N.S.A. leaders split on giving amnesty to Snowden - conductor
http://www.cbsnews.com/news/nsa-leaders-split-on-giving-amnesty-to-snowden
======
salient
Wow, Keith Alexander is such an asshole.

> This is analogous to a hostage-taker taking 50 people hostage, shooting 10
> and then say, "If you give me full amnesty, I'll let the other 40 go."

Yeah, except he didn't actually get anyone killed, you asshole! It just
embarrassed NSA and the US government, and uncovered that they were spying on
allies and for economic reasons, not just to protect against terrorists - you
know, as they were lying to the public that they were doing. Worse, not just
spying on them, but actually launching attacks against them, to protect their
interests.

They are using the same stupid analogy as the one they used for Manning,
saying his leaks will probably end up getting a lot of people killed - none of
that ever happened, but they kept pushing that argument till the end.

> GEN. ALEXANDER: I do.
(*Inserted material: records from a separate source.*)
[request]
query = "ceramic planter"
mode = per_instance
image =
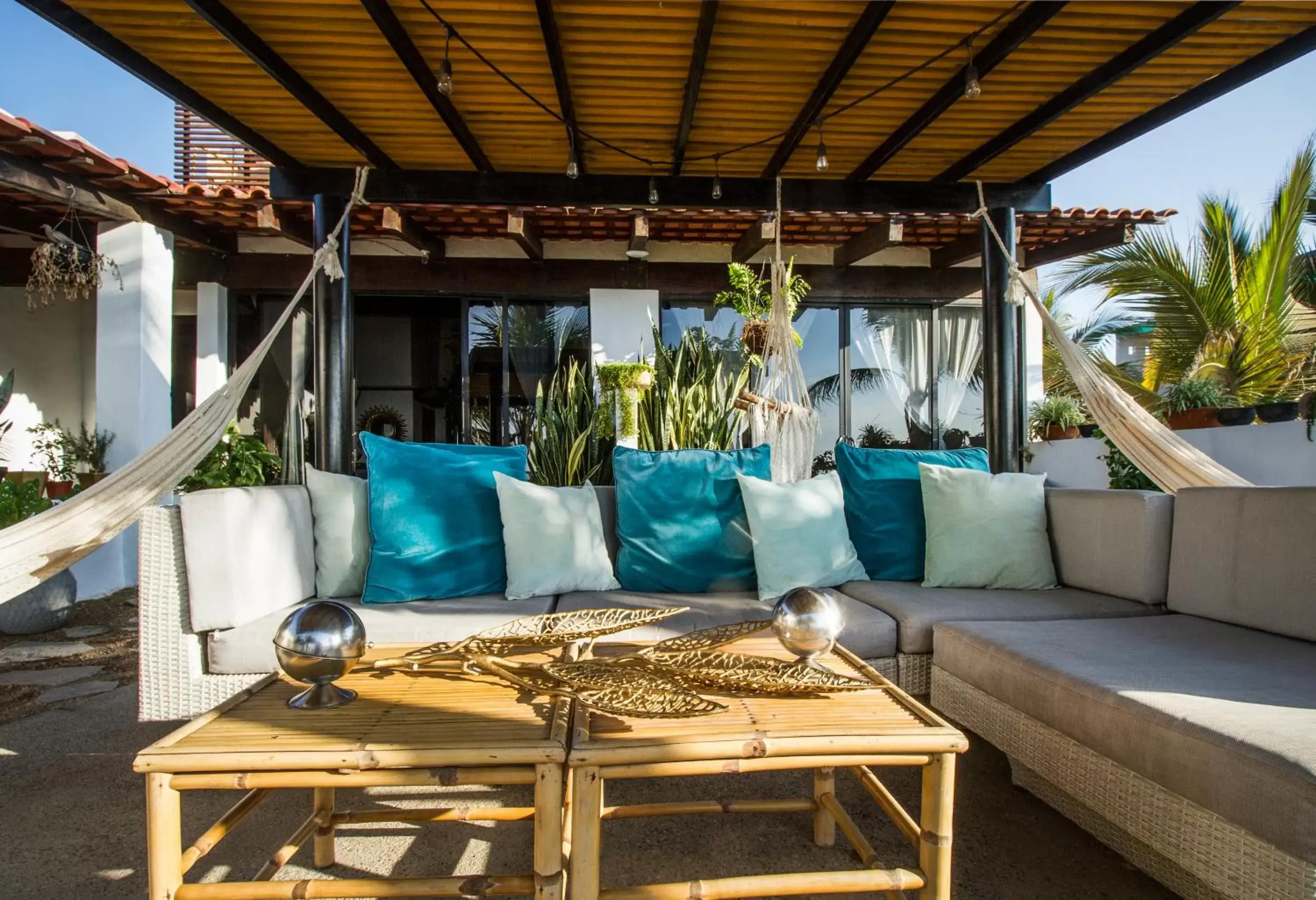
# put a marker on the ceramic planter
(1187, 419)
(1231, 416)
(1285, 411)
I think people have to be held accountable for their
> actions. … Because what we don't want is the next person to do the same
> thing.

Oh, I fully agree with him here. So how about we punish Alexander for his
crimes against the Constitution, and make sure no future NSA/USCC chief ever
does the same again? That goes for Obama, too, which I strongly believe
deserves impeachment over this. Even today he has absolutely no intention of
changing the NSA. So what's the solution, if not impeachment?! He wasn't just
doing these abuses in the past - he wants to _keep doing them_. So I don't see
other alternative.

------
TrevorJ
The headline should read "NSA leaders split on how best to save their own
ass."

Amnesty makes it sound like they are being magnanimous.